Using magneto-inertial-measurement-units to track upper-limb movement during rehabilitation

Abstract

Functional Electrical Stimulation (FES) can be used to support upper-limb rehabilitation after a stroke. A key aspect of FES control and also patient monitoring is the automatic tracking of upper-limb motion during intensive and functional practise of upper-limb tasks. To achieve this in a home environment, simple on-body sensors are required. A promising approach is to use Magnetic and Inertial Measurement Units (MIMUs), but they provide body-segment orientations rather than anatomical joint angles, the latter being more meaningful. To solve this problem the sensor orientation data must be interpreted anatomically, which requires that for each body-segment the orientation of its sensor coordinate frame is known with respect to its anatomical coordinate frame. Therefore, appropriate calibration must be performed to obtain the relationship between each sensor frame and its corresponding body-segment anatomical frame.

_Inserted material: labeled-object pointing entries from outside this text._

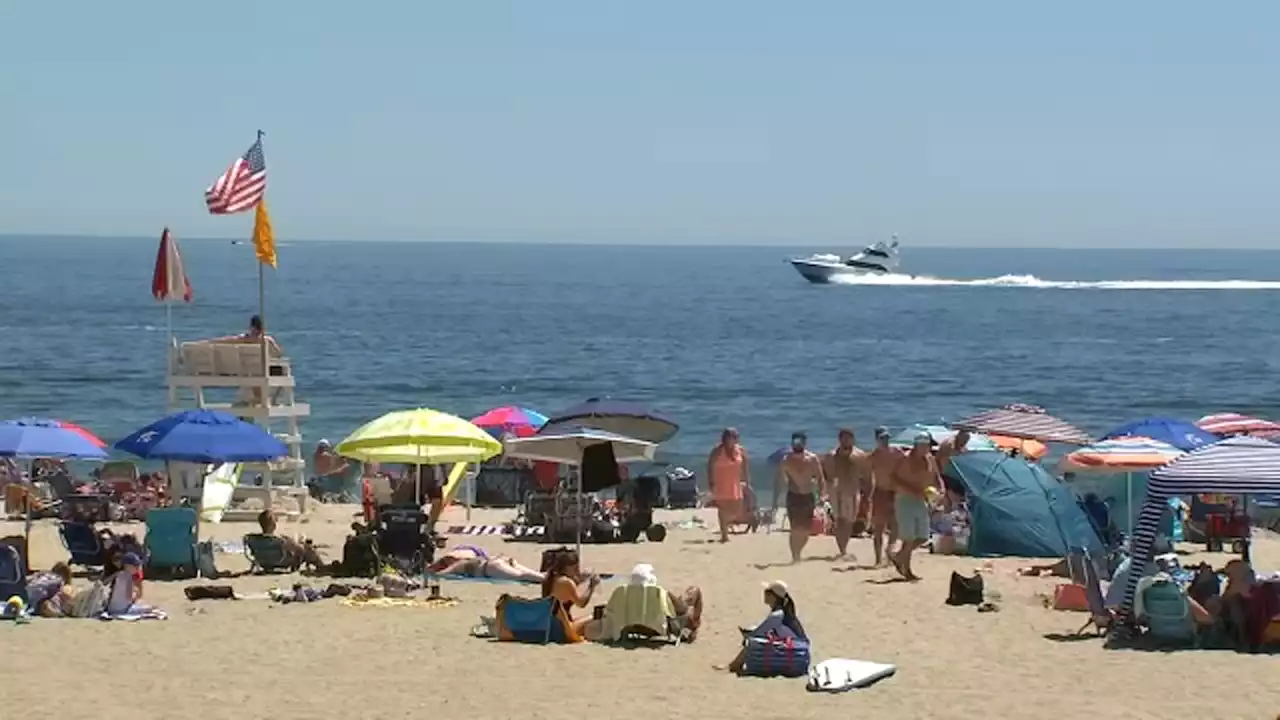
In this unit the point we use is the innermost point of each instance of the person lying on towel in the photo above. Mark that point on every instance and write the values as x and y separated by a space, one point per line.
475 563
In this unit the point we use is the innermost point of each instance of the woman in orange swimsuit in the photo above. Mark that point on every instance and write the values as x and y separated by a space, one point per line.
728 470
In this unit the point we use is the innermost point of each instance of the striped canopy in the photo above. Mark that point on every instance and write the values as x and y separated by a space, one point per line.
1237 424
1121 455
1239 465
1025 422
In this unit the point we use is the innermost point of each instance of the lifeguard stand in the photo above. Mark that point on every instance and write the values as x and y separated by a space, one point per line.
229 376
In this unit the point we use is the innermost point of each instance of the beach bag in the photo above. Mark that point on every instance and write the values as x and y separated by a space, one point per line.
965 591
1168 613
205 560
773 656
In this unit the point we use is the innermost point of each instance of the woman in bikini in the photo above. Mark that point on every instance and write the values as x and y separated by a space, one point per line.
475 563
728 470
565 582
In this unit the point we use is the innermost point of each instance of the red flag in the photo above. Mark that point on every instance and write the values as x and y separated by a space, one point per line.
169 281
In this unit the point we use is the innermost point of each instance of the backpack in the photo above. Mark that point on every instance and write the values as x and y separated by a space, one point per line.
1168 613
965 591
359 559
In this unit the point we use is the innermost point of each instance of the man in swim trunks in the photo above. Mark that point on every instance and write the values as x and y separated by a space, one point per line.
883 460
800 472
912 479
849 477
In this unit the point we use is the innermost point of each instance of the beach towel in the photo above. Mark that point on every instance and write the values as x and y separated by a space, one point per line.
840 675
136 613
638 606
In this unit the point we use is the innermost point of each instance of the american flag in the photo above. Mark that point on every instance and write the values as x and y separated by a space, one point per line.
242 186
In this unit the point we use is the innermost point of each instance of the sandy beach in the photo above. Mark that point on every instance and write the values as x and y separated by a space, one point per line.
254 659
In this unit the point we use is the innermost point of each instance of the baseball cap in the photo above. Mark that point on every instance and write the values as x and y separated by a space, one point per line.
778 588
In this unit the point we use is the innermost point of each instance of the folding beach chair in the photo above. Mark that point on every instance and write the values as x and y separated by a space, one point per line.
83 543
13 575
170 542
1100 618
266 554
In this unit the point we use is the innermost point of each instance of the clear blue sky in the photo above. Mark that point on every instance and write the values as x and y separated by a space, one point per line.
1147 123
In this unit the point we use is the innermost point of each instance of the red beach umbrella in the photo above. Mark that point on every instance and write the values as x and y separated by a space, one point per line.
169 281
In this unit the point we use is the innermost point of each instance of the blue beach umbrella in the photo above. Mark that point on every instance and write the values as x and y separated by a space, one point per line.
1179 433
35 437
206 437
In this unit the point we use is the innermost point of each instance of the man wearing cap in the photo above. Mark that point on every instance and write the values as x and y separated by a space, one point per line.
912 479
883 461
849 477
800 473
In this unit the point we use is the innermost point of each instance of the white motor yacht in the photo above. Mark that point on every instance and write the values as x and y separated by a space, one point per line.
876 259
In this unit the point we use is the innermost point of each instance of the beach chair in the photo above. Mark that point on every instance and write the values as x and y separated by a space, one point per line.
640 613
539 621
83 543
1101 619
402 540
170 542
13 575
266 554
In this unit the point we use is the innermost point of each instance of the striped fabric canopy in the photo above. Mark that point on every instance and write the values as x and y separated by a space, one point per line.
1121 455
1239 465
1025 422
1237 424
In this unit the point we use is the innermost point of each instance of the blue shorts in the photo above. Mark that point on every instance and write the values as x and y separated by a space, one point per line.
913 518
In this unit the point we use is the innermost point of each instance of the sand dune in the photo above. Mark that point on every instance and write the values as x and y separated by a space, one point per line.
252 659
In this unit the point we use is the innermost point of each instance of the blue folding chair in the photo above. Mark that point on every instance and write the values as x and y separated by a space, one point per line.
170 542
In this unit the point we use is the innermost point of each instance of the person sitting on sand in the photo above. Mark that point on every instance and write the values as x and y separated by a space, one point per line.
565 582
297 554
48 591
475 563
782 621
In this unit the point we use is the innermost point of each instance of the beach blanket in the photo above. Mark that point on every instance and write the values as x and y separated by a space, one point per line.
398 601
513 531
136 613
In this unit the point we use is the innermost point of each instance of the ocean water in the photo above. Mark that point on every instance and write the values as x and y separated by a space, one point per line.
713 336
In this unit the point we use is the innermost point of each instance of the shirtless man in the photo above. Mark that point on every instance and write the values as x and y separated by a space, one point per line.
883 460
912 478
849 477
800 472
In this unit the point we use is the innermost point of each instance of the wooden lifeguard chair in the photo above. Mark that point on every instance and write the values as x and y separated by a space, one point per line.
229 376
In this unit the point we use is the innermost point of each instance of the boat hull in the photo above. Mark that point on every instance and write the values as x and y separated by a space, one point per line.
823 273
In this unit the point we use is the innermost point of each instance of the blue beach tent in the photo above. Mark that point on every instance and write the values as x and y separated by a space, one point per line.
1016 507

While many papers have been published on anatomical calibration methods for MIMUs, there has been no comprehensive comparison of the alternative approaches to establish their relative merits. For FES supported upper-limb therapy, the need is for simple and fast donning and calibration, whilst achieving acceptable accuracy and repeatability with regards to the calculated joint kinematics. Therefore, the main objective of the PhD research was to undertake such a comparison and make recommendations for donning and calibration for the purposes of upper-limb FES.
To address this problem the PhD work included:
1. Undertaking a comprehensive and critical comparison of alternative anatomical calibration methods for MIMUs in terms of accuracy, speed, and simplicity.
2. Finding the most appropriate anatomical calibration methods for use in upper-limb FES applications with stroke patients.
3. Determining the best methods for processing MIMU outputs to provide anatomically meaningful upper-limb kinematic data.
4. Experimentally assessing these methods against a gold standard (a VICON optical motion capture system).
The results demonstrate that there is considerable variation between the alternative sensor defined anatomical frames and, hence, confirm the need for comprehensive comparisons. The comparisons reported in this thesis have led to tentative recommendations. Nevertheless, the methods reported are a sound foundation for future work to provide stronger recommendations, with more formal measures of confidence.